CS 4250 Project Part 5
Upload to Canvas on or before midnight on
Monday, 2 Dec 2024.
Remember to access the server only from on campus or while logged in to the campus VPN.
Start this assignment with the nicely designed, normalized relations you
created for Project Part 4. Significant changes to the database schema after Part 4
has been satisfactorily completed must be suggested or approved by the professor.
This assignment will consist of implementing your schema in MariaDB and populating the database. You can use your
MariaDB account (see professor for your password) for all aspects of this assignment.

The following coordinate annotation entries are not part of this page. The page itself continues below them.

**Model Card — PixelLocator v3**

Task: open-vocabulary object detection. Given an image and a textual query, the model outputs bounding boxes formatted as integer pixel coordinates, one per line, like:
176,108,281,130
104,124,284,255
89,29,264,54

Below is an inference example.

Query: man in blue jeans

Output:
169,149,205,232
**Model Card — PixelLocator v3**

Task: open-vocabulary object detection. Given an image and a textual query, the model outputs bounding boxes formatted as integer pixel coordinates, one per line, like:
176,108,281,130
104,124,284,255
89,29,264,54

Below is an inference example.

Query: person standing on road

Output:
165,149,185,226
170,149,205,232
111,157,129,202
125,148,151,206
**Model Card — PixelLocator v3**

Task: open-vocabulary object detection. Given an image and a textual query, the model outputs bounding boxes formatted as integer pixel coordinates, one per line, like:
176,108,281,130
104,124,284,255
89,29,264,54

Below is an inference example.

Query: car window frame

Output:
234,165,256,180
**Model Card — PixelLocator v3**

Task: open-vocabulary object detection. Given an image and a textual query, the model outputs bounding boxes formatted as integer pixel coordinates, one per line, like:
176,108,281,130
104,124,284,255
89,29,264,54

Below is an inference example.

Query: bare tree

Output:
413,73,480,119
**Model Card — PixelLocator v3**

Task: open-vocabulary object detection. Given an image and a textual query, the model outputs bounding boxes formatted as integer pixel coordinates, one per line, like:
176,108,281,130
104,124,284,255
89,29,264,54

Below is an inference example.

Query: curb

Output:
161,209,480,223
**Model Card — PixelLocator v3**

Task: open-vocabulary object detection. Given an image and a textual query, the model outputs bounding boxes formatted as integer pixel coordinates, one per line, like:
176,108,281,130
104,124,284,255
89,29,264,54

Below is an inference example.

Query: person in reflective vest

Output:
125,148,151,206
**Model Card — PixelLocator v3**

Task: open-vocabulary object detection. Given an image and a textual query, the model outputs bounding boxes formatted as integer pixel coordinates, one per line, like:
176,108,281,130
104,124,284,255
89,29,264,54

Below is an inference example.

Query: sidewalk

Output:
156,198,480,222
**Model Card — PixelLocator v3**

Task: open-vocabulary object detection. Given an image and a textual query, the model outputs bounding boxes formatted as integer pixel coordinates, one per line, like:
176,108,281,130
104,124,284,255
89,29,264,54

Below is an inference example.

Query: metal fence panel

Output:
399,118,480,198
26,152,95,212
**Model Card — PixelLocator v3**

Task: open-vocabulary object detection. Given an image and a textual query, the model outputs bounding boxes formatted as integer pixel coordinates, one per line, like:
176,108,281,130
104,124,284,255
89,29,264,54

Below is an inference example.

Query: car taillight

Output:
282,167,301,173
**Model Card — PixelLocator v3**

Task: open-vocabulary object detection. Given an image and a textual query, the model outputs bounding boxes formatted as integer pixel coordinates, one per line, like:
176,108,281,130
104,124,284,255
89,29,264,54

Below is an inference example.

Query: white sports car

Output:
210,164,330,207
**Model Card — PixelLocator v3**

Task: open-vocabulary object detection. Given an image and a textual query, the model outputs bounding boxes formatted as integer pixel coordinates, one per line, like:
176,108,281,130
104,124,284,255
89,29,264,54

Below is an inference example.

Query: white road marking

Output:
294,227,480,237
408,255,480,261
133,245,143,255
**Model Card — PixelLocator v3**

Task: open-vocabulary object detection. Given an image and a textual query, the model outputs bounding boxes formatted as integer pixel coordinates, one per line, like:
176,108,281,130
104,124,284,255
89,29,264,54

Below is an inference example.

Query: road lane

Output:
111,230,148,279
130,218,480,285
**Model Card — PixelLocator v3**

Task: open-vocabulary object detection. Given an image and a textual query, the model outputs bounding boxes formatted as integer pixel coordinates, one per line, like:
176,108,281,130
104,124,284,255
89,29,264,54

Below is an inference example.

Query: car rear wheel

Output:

- Write an SQL database schema for your application, using
the CREATE TABLE
commands described in class. If you make any
minor changes to the relational schema from Part 4, please tell me the
rationale for your changes. (Minor changes would be those described in the list
below. A significant change - not allowed without prior approval -- is
deleting a field or table.)
- Pick suitable datatypes for each attribute. Consult the MariaDB documentation to determine
the principal options
that are available for types (your class notes may or may not cover the ones that you
require and your class notes may or may not contain the right declaration).
- Do not forget to specify at least one key for each
relation (using the PRIMARY KEY construct).
- Specify other choices for keys (candidate keys) via the UNIQUE construct.
- If some attribute should not be NULL, use
NOT NULL to specify this aspect.
- Also provide DEFAULT values wherever applicable.
- Indicate any foreign key (referential integrity) constraints that
are expected to hold for that relation. Include the declaration of foreign key
constraints for any appropriate relations.
- (Note: phpMyAdmin requires
specification of attribute / field names in destination of foreign key references.
phpMyAdmin will produce error messages if you use the simplified convention in the book
of simply specifying "references tablename" when you mean
"references tablename(primary key field names)").
- Also mention any domain
specific constraints that you might require of your attributes, using
the CHECK construct. (Note that these may be constraints you
had no way of specifying in your ER diagram!)
- Load your table definitions into the database.
Now, execute some sample
INSERT, DELETE and UPDATE commands on
every one of your relations. Convince yourself that things are working
fine. Required: report any interesting observations that you make.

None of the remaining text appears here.